Playboy magazine, though, was Hefner’s bread and butter and his first love. He created it as a young man three years removed from earning a bachelor’s degree in psychology from the University of Illinois at Urbana-Champaign and a few years after quitting a job as a promotional copywriter at Esquire. He borrowed $1,000 from his mom and $7,000 from more than 40 other investors for a publication he was set to call Stag Party until he discovered a magazine called Stag already existed. He purchased a picture of a naked Marilyn Monroe that was taken before she was famous and put it on the cover of his magazine, which he renamed Playboy. The first issue hit newsstands in December 1953.
He didn’t bother putting a date on it because he was doubtful there’d be future issues, but it sold 54,000 copies – 80 percent of the total he had printed — and his largely male audience thirsted for more. The iconic mascot, a silhouette of a bunny in a bow tie, made its debut in the second issue, chosen because Hefner thought rabbits carried “sexual meaning” and were “shy, vivacious, jumping” animals.Through the years, Hefner convinced many Hollywood starlets to reveal more of themselves on his pages than perhaps anywhere else, with Barbra Streisand, Madonna, Mariah Carey, Lindsay Lohan, Kate Moss, Dolly Parton, Sally Field, Joan Collins and Drew Barrymore among the many who warranted in-depth cover stories or Q&As accompanied by sexy pictorials. The “Playboy Interview” launched in 1962 when the magazine hired Alex Haley to interview jazz legend Miles Davis, and subsequent subjects included filmmakers Stanley Kubrick and Woody Allen, actresses Mae West and Bette Davis, civil rights luminaries Dr. Martin Luther King Jr. and Malcolm X, writer-philosopher Ayn Rand and, in 1965, The Beatles.

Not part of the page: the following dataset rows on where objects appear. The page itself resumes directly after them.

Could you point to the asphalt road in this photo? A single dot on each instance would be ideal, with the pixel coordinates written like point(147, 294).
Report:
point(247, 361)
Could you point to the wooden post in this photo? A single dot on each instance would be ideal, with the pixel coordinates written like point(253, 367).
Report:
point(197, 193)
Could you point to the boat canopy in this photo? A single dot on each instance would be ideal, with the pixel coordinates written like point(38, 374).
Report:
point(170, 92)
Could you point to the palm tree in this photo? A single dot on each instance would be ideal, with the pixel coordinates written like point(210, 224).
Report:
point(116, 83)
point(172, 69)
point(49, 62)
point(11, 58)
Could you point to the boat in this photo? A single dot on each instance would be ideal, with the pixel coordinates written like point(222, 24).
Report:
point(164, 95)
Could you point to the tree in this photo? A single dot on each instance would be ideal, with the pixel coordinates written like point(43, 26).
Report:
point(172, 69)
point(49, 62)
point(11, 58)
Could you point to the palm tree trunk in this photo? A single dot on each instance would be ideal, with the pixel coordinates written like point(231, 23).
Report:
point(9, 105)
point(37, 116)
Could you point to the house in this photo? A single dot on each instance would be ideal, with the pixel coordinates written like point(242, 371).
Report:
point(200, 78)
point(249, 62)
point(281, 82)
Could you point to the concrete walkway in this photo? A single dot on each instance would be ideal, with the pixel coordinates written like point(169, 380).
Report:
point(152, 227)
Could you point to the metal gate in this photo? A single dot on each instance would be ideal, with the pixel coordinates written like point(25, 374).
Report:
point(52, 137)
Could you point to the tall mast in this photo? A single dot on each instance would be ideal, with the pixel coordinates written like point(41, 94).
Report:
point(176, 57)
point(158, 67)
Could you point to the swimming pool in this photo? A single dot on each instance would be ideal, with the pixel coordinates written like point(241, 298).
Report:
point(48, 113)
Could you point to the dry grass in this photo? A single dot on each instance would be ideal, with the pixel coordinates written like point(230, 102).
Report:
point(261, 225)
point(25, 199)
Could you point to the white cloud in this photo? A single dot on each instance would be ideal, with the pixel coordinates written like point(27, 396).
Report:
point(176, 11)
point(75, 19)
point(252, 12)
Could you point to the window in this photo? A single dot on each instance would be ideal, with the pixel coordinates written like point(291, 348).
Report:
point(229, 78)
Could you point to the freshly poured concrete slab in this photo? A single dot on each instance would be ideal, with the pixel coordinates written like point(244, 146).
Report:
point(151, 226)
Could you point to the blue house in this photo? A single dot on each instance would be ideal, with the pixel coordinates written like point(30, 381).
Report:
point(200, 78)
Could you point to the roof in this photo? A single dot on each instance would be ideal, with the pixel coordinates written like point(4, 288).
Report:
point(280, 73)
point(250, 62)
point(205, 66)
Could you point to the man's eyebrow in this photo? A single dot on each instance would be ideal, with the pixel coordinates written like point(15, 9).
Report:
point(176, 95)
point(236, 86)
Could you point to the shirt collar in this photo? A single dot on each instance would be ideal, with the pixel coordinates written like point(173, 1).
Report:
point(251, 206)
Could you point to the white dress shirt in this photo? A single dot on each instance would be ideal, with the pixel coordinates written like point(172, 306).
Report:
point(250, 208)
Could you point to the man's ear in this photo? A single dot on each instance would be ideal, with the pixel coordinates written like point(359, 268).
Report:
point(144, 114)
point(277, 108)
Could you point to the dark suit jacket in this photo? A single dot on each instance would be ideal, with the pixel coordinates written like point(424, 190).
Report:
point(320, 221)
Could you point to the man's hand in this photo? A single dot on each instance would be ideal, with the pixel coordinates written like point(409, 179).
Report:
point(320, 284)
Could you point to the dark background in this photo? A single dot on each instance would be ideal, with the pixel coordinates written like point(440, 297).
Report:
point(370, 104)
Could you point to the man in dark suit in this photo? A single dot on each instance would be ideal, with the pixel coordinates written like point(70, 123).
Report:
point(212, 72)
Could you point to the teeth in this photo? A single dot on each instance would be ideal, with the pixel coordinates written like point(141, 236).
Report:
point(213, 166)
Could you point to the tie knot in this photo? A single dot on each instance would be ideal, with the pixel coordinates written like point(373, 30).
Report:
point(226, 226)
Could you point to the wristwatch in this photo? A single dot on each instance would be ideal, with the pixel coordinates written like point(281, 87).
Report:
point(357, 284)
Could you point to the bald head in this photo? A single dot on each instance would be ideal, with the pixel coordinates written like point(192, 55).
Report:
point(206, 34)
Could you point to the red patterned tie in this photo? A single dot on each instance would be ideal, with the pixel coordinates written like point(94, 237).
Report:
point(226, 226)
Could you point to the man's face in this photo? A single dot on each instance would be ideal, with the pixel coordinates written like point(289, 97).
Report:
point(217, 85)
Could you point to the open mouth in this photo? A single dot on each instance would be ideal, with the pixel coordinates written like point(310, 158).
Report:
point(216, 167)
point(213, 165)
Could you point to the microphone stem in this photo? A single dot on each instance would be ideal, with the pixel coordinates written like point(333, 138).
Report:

In a 1971 interview, John Wayne complained about “perverted films” coming from Hollywood and in 1976, presidential candidate Jimmy Carter famously uttered, “I’ve committed adultery in my heart many times.” Through the years, a running joke among men became that they buy Playboy not for the pictures but for the articles, though it rang true because some of the most notable writers in modern history appeared in the magazine, including John Steinbeck, Ray Bradbury, Ian Fleming, Kurt Vonnegut, Norman Mailer and Jack Kerouac.
Playboy Enterprises, the umbrella company Hefner founded in 1953, has fallen on hard times on a few occasions. Long gone is the Big Bunny, the private jet Hefner used decades earlier, and layoffs have plagued the enterprise, which went private in 2011 after years of a declining stock prices. In 2008, it was reported that Hefner had resorted to selling tickets to his famous parties at the Playboy Mansion with the proceeds going to Playboy Enterprises. Hefner’s daughter, Christie, ran the company for more than 20 years but left in 2009.